Esta medida é vista como fundamental para reforçar a segurança dos utilizadores no espaço virtual, uma preocupação que afeta cidadãos de todo o país, incluindo a forte comunidade de utilizadores na região Norte e a população marcoense, cada vez mais exposta a riscos de segurança online.

Proteção de contas no Facebook e LinkedIn

Carlos Cabreiro justificou a necessidade desta nova moldura penal com a frequência com que estas situações chegam às autoridades. "É algo que nos preocupa constantemente na avaliação de pessoas que chegam à Polícia Judiciária e se vêm queixar da usurpação da conta do Facebook, da usurpação da conta no LinkedIn", explicou o dirigente aos deputados.

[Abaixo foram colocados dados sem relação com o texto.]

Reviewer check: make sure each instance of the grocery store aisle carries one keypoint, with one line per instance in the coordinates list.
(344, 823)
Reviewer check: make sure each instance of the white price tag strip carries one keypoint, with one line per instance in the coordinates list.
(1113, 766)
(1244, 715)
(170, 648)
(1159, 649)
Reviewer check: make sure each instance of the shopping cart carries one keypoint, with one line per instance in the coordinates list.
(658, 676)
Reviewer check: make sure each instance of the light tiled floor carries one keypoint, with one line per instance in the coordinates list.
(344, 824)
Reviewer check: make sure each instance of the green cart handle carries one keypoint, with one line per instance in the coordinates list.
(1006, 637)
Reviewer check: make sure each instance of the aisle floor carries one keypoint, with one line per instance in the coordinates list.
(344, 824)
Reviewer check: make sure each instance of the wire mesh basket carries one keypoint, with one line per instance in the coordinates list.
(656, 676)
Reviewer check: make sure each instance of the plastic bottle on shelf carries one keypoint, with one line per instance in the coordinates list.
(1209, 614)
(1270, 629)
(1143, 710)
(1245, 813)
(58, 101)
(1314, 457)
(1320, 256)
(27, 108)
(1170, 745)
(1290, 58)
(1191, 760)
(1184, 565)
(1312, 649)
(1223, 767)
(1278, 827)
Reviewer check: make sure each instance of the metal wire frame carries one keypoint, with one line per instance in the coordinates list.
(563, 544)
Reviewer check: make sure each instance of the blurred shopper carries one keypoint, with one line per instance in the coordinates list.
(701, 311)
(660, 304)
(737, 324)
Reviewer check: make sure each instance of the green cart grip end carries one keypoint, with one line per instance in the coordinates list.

O diretor nacional da PJ, que até há cerca de um mês liderava a Unidade Nacional de Combate ao Cibercrime da PJ, reforçou que o roubo de perfis digitais não é apenas um transtorno pessoal, mas sim uma porta de entrada para outros crimes mais graves, como burlas ou extorsão. De acordo com o responsável, a lei atual necessita de ser aprimorada para dar uma resposta mais célere e eficaz a este tipo de queixas.

Debate sobre o acesso de menores às redes sociais

A audição de Carlos Cabreiro ocorreu no âmbito da apreciação na especialidade do projeto de lei do PSD que visa limitar o acesso de crianças e jovens a plataformas online e redes sociais. Este diploma, que foi aprovado por maioria na generalidade a 12 de fevereiro de 2026, estabelece regras rigorosas de idade para a utilização destas ferramentas.

Segundo a proposta em discussão, passará a ser obrigatório ter pelo menos 16 anos para aceder a redes sociais como o Instagram, o TikTok ou o Facebook. O documento prevê ainda que, para jovens entre os 13 e os 16 anos, o acesso só seja permitido mediante o "consentimento parental expresso e verificado".

O debate que agora decorre nas comissões parlamentares tem como objetivo "aprimorar o projeto de lei inicial antes da aprovação final". A intervenção da Polícia Judiciária nesta fase é considerada crucial, dada a experiência da força policial no terreno e o conhecimento profundo das novas dinâmicas da criminalidade informática que afetam as famílias portuguesas.